Chandanam is another item in the Desi repertoire. In the course of the performance the danseuse with receptacle containing sandal wood paste (made up to the correct consistency and scented) in her hand, dances her way into the audience and places a ceremonial mark with the sandal paste on the foreheads of those who offer donations of money. This was the Chandanam performed during 1930's and was considered as a very corrupt dance of those days. But a detailed study on this aspect gives many clues to establish that some ritualistic aspect was connected with this item. For example in many ritual dances of Kerala, especially connected with the Kavu culture, at the end of the performance the person who acts like the goddess finally gives Prasadam and in return the devotees give Kanikka / Dakshina to the actor or dancer who enacts the Devi / Kurathy. Ritualistic elements like this later on lost its divinity and became very deteriorated.

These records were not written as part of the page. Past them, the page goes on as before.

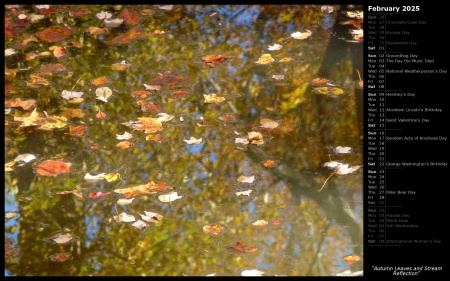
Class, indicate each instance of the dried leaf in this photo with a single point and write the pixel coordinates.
(62, 238)
(265, 59)
(339, 150)
(100, 81)
(351, 259)
(152, 217)
(252, 272)
(71, 95)
(53, 168)
(77, 130)
(124, 201)
(212, 229)
(269, 163)
(156, 138)
(213, 98)
(125, 144)
(164, 117)
(301, 35)
(98, 195)
(169, 197)
(58, 51)
(193, 140)
(124, 217)
(213, 60)
(140, 94)
(139, 225)
(124, 136)
(260, 223)
(244, 193)
(178, 94)
(239, 248)
(23, 104)
(275, 47)
(268, 123)
(123, 65)
(60, 257)
(149, 188)
(246, 179)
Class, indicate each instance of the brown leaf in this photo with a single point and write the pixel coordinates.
(100, 115)
(213, 60)
(178, 94)
(55, 34)
(58, 51)
(53, 168)
(239, 248)
(158, 138)
(140, 94)
(94, 30)
(77, 130)
(17, 102)
(148, 106)
(73, 113)
(98, 195)
(49, 69)
(148, 188)
(130, 16)
(212, 229)
(125, 144)
(100, 81)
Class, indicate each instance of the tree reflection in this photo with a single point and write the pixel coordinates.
(315, 229)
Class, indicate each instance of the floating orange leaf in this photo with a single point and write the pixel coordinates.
(227, 117)
(55, 34)
(100, 81)
(58, 51)
(37, 80)
(265, 59)
(98, 195)
(53, 168)
(17, 102)
(148, 188)
(213, 229)
(157, 138)
(60, 257)
(178, 94)
(130, 16)
(148, 106)
(93, 30)
(125, 144)
(77, 130)
(269, 163)
(100, 115)
(140, 94)
(213, 60)
(213, 98)
(351, 259)
(239, 248)
(121, 66)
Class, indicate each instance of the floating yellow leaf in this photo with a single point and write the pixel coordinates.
(265, 59)
(213, 98)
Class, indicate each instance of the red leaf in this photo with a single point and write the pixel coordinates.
(53, 168)
(97, 195)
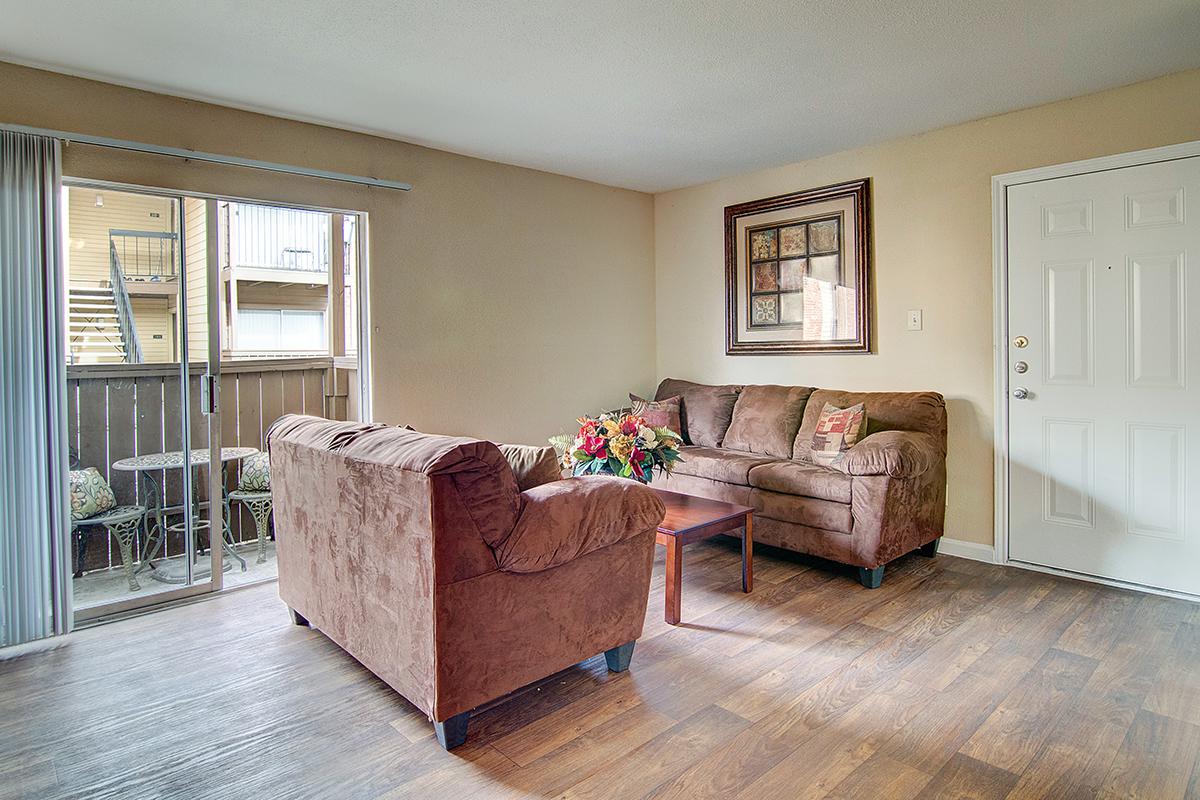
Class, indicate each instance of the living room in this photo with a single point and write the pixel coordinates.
(855, 492)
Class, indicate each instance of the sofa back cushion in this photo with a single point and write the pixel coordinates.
(919, 411)
(766, 420)
(706, 411)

The song talks about the great magical power of the chandanam or sandal paste, how it could be used to get rid of fever, love sickness etc.
Kurathiyattam is still a ritual dance form in many temples of Kerala. And the major portions are the same as the above mentioned items Poli, Easal, Chandanam, and Kurathy. So what we could gather from all these is that when the Devadasi tradition came to Kerala, it became a part of the dance form of the danseuses of Kerala of that age. Later on due to social reasons, the Devadasi system went out of the temple but Kuratiyattam, our old ritualistic dance is still a part of the temple rituals in Kerala especially during yearly festivals.
This gives a rough idea of the origins of Mohiniyattam and its development through the centuries. The findings and studies might help to understand the development of the female dance forms of Kerala at various stages, from the Kavu cult to the present day temple culture.
Natana Kaisiki, the Mohiniyattam Dept. of Natana Kairali, Irinjalakuda
The three items yet to be ready are Kurathy, Mukkuthy and Kummy. Among these Kurathy is almost ready and practices are going on in the Natana Kaisiki Mohiniyattam Kalari. The Kurathy item is very old, Vari Kuthu for example.
As far as Mukkuthy is considered, studies are still going on and some of the spiritual gurus are of the opinion that searching for the Mukuthy has some inner meaning and also connected with the nose ring of the Goddess. One of the gurus said this could be the beginning of the Jeevatma Paramatma concept because moksha is compared to muthu or a precious stone. Due to decadence of the art form, the inner meaning and divine connection is lost. To bring back the traditional values a thorough study is needed.
Nirmala Paniker is the director of Natana Kaisiki, the institute dedicated to the research and revival of Mohiniattam. She is a Mohiniattam and Nangiarkoothu exponent and a scholar. She has written several books, including Mudras in Kathakali, and Classical Dance Tradition in Nangiars. She and her husband G Venu have recorded the elaborate hand gestures and eye expressions of the dance forms in dance notation and on video, and researched their origins and interpretations in Vedic and Agamic literature.